3: Do you. Find this. Funny.
2: [Beat] Define funny.
3: That’s what he’s asking isn’t he?
2: Maybe. But what is he asking? What are you asking?
1: I just…I don’t know. I don’t like the question very much. Could you answer the question?
2: Fine, fine. What were you asking?
3: This situation. Does it bring a chirp of happiness to your brain, a flutter to your heart, spasms to your diaphragm, or incomprehensible gibbering to your lips?
2: Funny. [Beat] Are you asking if this situation is humorous? Does it make me giggle? Would I laugh at it? No. Is it unfamiliar? Do I find the lack of congruity between expectation and reality disturbing? Maybe. Maybe this unsettles me, but maybe that can be funny too.

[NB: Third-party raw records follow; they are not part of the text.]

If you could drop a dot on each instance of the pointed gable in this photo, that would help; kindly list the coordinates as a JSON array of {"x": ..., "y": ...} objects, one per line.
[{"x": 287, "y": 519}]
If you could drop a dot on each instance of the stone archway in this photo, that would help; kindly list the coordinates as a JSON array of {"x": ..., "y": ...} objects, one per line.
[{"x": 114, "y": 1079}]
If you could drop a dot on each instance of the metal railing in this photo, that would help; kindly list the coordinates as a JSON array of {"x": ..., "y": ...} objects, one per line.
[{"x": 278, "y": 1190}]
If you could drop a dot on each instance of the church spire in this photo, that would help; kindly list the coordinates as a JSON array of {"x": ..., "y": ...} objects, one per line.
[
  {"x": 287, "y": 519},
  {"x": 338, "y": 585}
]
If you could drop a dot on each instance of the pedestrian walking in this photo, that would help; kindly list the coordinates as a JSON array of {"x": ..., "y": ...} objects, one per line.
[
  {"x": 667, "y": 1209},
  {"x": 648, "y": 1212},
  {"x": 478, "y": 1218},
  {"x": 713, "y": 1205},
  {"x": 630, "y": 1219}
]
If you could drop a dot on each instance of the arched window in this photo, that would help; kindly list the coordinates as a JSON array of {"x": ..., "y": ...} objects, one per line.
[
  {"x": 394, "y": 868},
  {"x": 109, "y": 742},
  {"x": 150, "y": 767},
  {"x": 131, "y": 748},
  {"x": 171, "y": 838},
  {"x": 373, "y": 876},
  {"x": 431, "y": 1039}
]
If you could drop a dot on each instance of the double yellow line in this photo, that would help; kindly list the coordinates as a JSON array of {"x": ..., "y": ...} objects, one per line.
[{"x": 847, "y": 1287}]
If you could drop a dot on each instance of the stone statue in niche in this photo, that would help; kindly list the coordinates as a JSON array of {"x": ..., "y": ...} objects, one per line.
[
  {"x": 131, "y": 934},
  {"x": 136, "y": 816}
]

1: No, wait, that’s not what I meant to ask. Let me think of another way to ask what I mean.
3: This?
2: What.
3: I’m just wondering. You said this unsettles you. This what? This question? This place? The fact that you can’t seem to make a decision even when it’s staring you in the face?
2: Maybe.
3: Maybe fucking what?
2:Maybe this place unsettles me. Maybe your question does. Or maybe it’s just you.

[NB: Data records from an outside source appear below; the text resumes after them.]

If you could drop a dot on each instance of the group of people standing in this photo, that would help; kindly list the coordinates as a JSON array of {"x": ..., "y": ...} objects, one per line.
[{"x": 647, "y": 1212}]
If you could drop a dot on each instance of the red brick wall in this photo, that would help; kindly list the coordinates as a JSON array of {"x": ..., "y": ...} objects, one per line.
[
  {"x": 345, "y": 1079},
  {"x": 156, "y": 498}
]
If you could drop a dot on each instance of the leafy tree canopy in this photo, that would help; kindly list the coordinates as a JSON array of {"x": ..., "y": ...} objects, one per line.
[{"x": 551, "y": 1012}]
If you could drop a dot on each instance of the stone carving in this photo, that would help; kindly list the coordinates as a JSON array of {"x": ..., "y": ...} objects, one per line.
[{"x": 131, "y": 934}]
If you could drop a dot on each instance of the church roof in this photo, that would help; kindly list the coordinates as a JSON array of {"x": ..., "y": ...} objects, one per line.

3: [Innocently] I unsettle you.
1: [Suddenly] What’s the difference? Between what’s funny and…
2: What we laugh at?
1: —and what we laugh at. Yes. What’s the difference?
2: You mean why do we chuckle at one, yet fidget, squirm, and otherwise avert ourselves from the other? Personal taste, maybe.
3: Maybe. Maybe, maybe, maybe. You are so damn vague it’s unsettling. What the hell is with these questions anyways? In a few minutes none of it is going to matter.
1: It’s just…something happened today and…
3: [Mocking] And?
1: …I don’t know.
3: Shocking.
2: [Ignoring 3] What happened?
3: He doesn’t know.
1: I know. I just don’t know where to start from. It’s a funny story. But not the kind you laugh at. Except you’re going to. I know it.
3: Don’t go making promises you can’t keep.
2: Could you grow even the tiniest amount of empathy, or compassion? Not even that. Interest. Could you develop genuine interest in someone other than yourself? For five minutes, even?
3: Why not? None of this matters.
2: It does to me. It could to you. [To 2] Go ahead.
1: It’s not all that interesting, and really I just…I… [2 reassures 1 with a soft look]…My day started alright. I mean, it started like it always does, which is alright, but I was wishing something different would happen. Just…something extraordinary. Not like over the top extraordinary. Just, something not normal. Anything to break the mediocrity. Maybe a girl could smile at me, or maybe I could find twenty bucks on the ground. Or maybe a car could come around the corner and hit me. Just something. So I wandered out to downtown, so that if something was looking to happen to me, I’d be easier to find. I wandered through a few shops, but ended up sitting at a bench by one of the street corners. And I waited there. [Beat] But nothing happened. Nothing at all, and I waited all morning.
3: [Unable to control his mirth] Fucking hell.
2: Seriously? Seriously.
3: What? Come on, I’ve seen vegetables with more dignity.
1: You’re laughing. I knew you’d laugh. I shouldn’t have brought anything up, I just knew it.
2: No, no. Listen, don’t worry about the asshole. He’d find a way to get a kick out of the holocaust if he was bored enough. [To 1] Go ahead.
1: I don’t remember where I was going with this.
2: [Gently] Could you try to? I’d like to know how it ends.
3: I could tell you that.
2: It’s not time for that yet. Why don’t you listen? You never bother to listen.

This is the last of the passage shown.